Symptoms associated with pulmonary artery dissection include chest pain, fatigue, and progressive dyspnoea. Dissection of PA often manifests as cardiogenic shock or sudden death [13]. Sudden death occurs most commonly due to cardiac tamponade as the vessel dissects into the pericardium. In that series, chest pain occurred in 67%, dyspnoea in 82%, and central cyanosis in 52% of the cases [1].

Treatment of pulmonary artery dissection is surgical in case of symptomatic patients [14]. Nonoperative treatment is reserved for stable asymptomatic patients [15, 16].
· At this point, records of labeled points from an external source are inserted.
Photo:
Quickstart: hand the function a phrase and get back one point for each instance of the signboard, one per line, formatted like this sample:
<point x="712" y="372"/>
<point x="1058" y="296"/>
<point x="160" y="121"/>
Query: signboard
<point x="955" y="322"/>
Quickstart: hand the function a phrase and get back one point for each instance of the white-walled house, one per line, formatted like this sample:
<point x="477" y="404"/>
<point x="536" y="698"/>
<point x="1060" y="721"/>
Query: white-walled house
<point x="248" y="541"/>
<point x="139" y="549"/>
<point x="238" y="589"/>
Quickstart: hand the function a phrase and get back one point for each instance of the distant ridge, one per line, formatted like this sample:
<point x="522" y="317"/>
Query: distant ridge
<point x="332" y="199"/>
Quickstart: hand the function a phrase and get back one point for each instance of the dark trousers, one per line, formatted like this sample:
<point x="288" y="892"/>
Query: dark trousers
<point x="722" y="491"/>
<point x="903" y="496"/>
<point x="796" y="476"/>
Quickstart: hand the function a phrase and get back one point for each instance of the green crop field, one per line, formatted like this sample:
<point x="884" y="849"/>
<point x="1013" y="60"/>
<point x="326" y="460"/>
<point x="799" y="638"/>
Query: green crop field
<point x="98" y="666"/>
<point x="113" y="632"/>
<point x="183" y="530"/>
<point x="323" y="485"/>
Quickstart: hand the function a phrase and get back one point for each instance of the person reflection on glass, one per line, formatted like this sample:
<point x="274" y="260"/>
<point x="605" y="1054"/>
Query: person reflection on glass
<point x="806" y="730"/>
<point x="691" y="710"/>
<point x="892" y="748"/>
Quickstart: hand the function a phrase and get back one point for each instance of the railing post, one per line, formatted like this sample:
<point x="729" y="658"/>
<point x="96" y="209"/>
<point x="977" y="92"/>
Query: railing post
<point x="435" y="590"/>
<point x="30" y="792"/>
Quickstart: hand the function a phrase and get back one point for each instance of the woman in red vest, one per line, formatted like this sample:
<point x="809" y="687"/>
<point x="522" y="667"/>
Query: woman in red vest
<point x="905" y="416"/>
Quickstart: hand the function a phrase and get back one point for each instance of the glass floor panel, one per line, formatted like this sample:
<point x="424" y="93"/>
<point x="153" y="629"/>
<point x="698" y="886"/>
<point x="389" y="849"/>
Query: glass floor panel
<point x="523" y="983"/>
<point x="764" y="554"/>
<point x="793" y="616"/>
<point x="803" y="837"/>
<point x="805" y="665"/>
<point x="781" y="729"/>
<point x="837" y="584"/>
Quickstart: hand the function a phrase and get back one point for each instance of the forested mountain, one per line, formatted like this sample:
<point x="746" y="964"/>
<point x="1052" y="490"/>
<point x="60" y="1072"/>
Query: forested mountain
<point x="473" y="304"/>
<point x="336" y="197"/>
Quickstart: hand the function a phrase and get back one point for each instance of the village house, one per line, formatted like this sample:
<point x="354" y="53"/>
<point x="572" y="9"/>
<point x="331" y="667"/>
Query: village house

Since the 1st description by Walshe in 1862, only about 50 cases of pulmonary artery dissection have been reported [17]. Only seven previous cases have had radiological evidence of pulmonary artery dissection [6]. To the best of our knowledge, only 3 previous cases have had radiological evidence of segmental or lobar pulmonary artery dissection, and only one case of left lobar pulmonary artery dissection has been reported [12]. This report documents case of left lower lobe pulmonary artery dissection with unusual small flap amorphous calcification. Intimal pulmonary artery calcifications are extremely rare. Increased attention has focused on the role of inflammation in the development of atherosclerosis and vascular calcifications. Thus, it is possible that both vascular calcifications and atherosclerosis are inflammation-dependent processes [18].

Lobar PA dissection symptoms often mimic aortic dissection or MI. In comparison with the dissection of pulmonary trunk, lobar PA dissection is less malignant in progression and has a significantly longer survival even without the treatment. Pulmonary artery dissection should be considered in patients with chronic pulmonary hypertension and manifestation of the chest pain. Echocardiography is still the first line of investigation due to its accessibility. It can be used for rapid exclusion of other causes of chest pain. CT imaging methods provide important additional anatomical information of the pulmonary arterial tree mainly in the cases where echocardiography shows no clear evidence but also cannot exclude the PA dissection.

Additional Points

Advances in Knowledge. We report an unusual case of left lower lobe pulmonary artery dissection with flap calcification; to the best of our knowledge, there has been only one case previously reported in the scientific literature. No case of lower lobe pulmonary artery dissection with flap calcification has been reported.

Competing Interests

The authors stated no financial relationship to disclose and have no conflict of interests to declare.